00:00 Speaker A
A new chart of Bank of America has caught my attention. It shows a steady rise this year in consumer electricity bills. BFA’s headline on this chart, AI sparks a rise in utility bills. Interesting. My question of the day is this, is this in fact true? And if so, do you back up the truck on utility stocks? Uh, Ally, let me start with you here. Have you have you know actually let me go around the panel. Ally, have you seen a rise in your electricity bill?
00:31 Ally
I I did last year, for sure, especially in the winter months. I I would say in the summer months it’s a little better, but I my electricity bill went up five times during the winter for heat. So I can only imagine what the ramifications are for for other folks out there.
00:46 Speaker A
Anez, how about you?
00:48 Anez
Yes, and this is why I’m getting heat pumps that make it more electric uh efficiency, uh and this is why I want solar panels. Yes, yes, and yes.
00:58 Speaker A
Art, how about you?
00:59 Art
I live in the northeast, so you can you can guess my answer. Absolutely inefficient electrical generation that we have in the northeast and and even with all the natural gas we have around the country, we don’t have the pipes to get it to the places we need it. So yes, the answer is yes.
01:13 Speaker A
I am with you all too as well. My bill has gone up. Well, Art, can we blame AI? Or are we reading too much into this? And and if we are blaming AI, isn’t this just going to get worse?
01:25 Art
Well, certainly, the estimates for power and energy demand, um that go out all the way to 2030 uh is massive. So the that’s the reason why utilities are one of the best performing sectors in the S&P 500 right now. It’s AI adjacent, as the industrials are. I think when you look at this, that you know, there’s a couple ways you can play this. The
01:43 Art
Constellation energy, which spun out from Exon, um three years ago, is the Nvidia of uh of of energy companies like uh electricity providers. And uh that one indeed is pulling the entire group up. It’s independent. It’s not a regulated uh energy provider, but it’s cutting deals with companies like Meta and and Alphabet etc to provide that power. The other way to play it is just what you just had up on the screen is the XLU. That gives you the whole basket of utilities.
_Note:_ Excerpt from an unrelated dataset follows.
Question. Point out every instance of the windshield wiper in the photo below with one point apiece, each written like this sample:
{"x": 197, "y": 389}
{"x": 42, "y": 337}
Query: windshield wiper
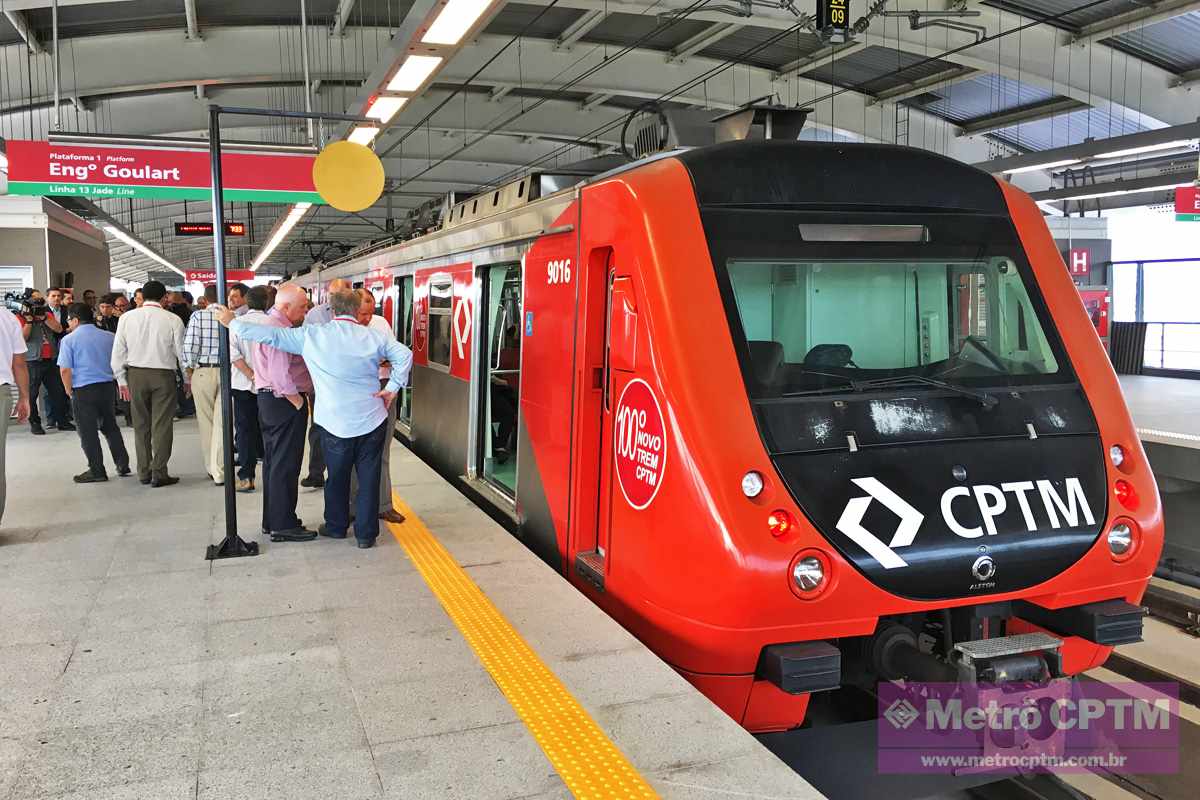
{"x": 985, "y": 400}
Demand is not slowing down anytime soon and and and there is a reason why utilities uh the second or third best performing or the third best performing group in the SP 500 on a year-to-day basis. It’s that adjacency to AI.
02:29 Speaker A
All right, we’ve been trained over many years to say utilities are safe havens. People go to utilities for dividends when things get a little rough in the broader market. Do you think that needs to be put to bed? Are utilities actually growth stocks at this point because of what we’re seeing in AI?
02:49 Art
Yeah, they’re certainly growth stocks right now and especially on the unregulated side, right? The the reason they’re so safe on the regulated side is you the government gets to tell you how much you can charge and and and and you have to apply for increases. So it’s a pretty steady Eddie, great dividend payers and they’re they’re all dividend aristocrats on the restricted side. On the independent side, it’s the wild wild West out there. And right now, I wouldn’t say that that’s safe if you look at constellation. It’s up 700% since it’s spun out from Exon. It’s up about 60% year to date. But it’s the Nvidia of uh electricity producers. So clearly it’s it’s the one that’s winning this race for right now to power artificial intelligence.
03:20 Speaker A
Anez, uh, it’s great to see, you know, stocks moving up into the right on these AI deals, but at the end of the day, every new factory that we get, every new server uh farm that gets put out there, it might just support higher electricity bills. I mean, it’s great to see what Jensen Wong is doing, and Sam Altman, it’s cool stuff. It’s impactful stuff, but it’s going to have real consumer effects beyond just uh using agents in our computers.
03:41 Anez
It will. I mean, you’re not just talking about upgrading the grid, you’re also talking about expanding the grid. So just as Art was just mentioning, some of the energy providers, those are the are the ones that have been sort of high flyers recently and also the equipment providers as well, the GE Vernovas of the world. Those are the ones that have been, uh, you you’ve been seeing stock prices and those go higher and and uh, yes, this translates to that you will see on your energy bill most likely, uh little line items that have to do with upgrading that grid.